Utópicas o no, las condiciones de trabajo de Huddleston & Bradford movieron al empleado Rivers a expresarse libremente acerca del señor Trent. Y con menos entusiasmo de lo que cabía esperar en el caso de un superior utópico.

—Un sujeto bastante rígido —dijo Rivers—. Saca el reloj a las ocho y treinta en punto, y observa si todos están en sus respectivos lugares; y no valen excusas. Dios ampare al hombre a quien se le atrasa el ómnibus en la avalancha de la mañana.

—Hay que ajustarse a la norma, ¿verdad?

—Demasiado.

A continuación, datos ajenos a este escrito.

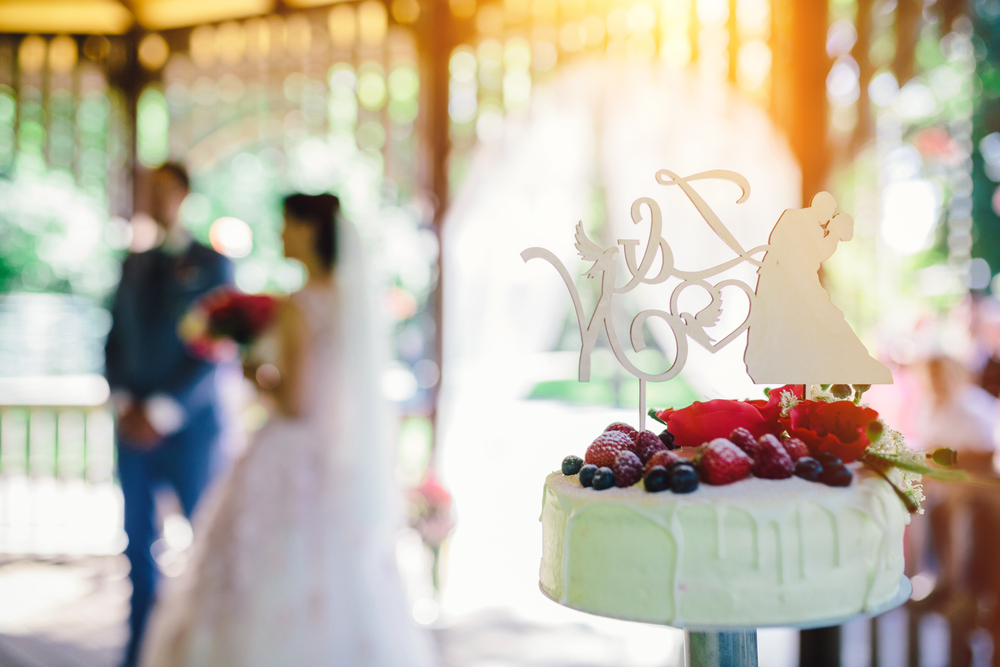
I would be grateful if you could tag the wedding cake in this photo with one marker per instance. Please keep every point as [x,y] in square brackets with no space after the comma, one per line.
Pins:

Es un tipo duro… hay que cumplir la tarea, y eso es lo único que importa. Está más viejo —dijo Rivers—. Y también más envanecido: se ha dejado crecer bigotes más largos que los suyos, y sólo porque está quedándose calvo.

En este período se discutía mucho si estaba bien que los caballeros llevasen bigote. Era una moda nueva, y las opiniones acerca de sus beneficios estaban divididas. También comenzaba a difundirse la moda de fumar cigarrillos, pero los individuos más conservadores no fumaban —por lo menos no lo hacían en público, y a veces ni siquiera en el hogar—. Y los hombres más conservadores llevaban la cara totalmente afeitada.

—He oído decir que tiene ese cepillo —continuó Rivers—. El cepillo eléctrico del doctor Scott, viene de París. ¿Y sabe cuánto cuesta? Doce chelines y seis peniques, nada más y nada menos.

A Rivers le parecía una suma elevada: en efecto, le pagaban doce chelines semanales.

—¿Qué hace? —inquirió Pierce.

—Cura las jaquecas, la caspa y también la calvicie —dijo Rivers—, o por lo menos eso dicen. Un cepillito bastante original. Se encierra en su despacho y se cepilla una vez cada hora, puntualmente —Rivers se rio de las manías de su patrón.

—Seguramente tiene un despacho amplio.

—Sí, amplio y también confortable. El señor Trent es un hombre importante.

—¿Lo tiene bien ordenado?

—Sí, pero la encargada de la limpieza viene todas las noches, desempolva y ordena, y todas las noches al retirarse el señor Trent dice a la mujer: «Un lugar para cada cosa y cada cosa en su lugar», y se marcha a las siete en punto.

Pierce no recordaba el resto de la conversación, que no le había interesado. Sabía ya lo que necesitaba, es decir, que Trent no guardaba la llave en su despacho. De haberlo hecho, no habría permitido que limpiasen el lugar en su ausencia, pues era notorio que las mujeres encargadas de la limpieza se dejaban sobornar fácilmente; y para el observador casual, había escasa diferencia entre una limpieza minuciosa y una búsqueda exhaustiva.

Pero aunque la llave no estuviese en la oficina, de todos modos era posible que se la guardase en el banco. Quizá el señor Trent había preferido depositarla en una de las bóvedas. Para aclarar el punto, Pierce podía suscitar una conversación con otro empleado, pero ciertamente prefería evitar ese paso. En cambio, eligió otro método.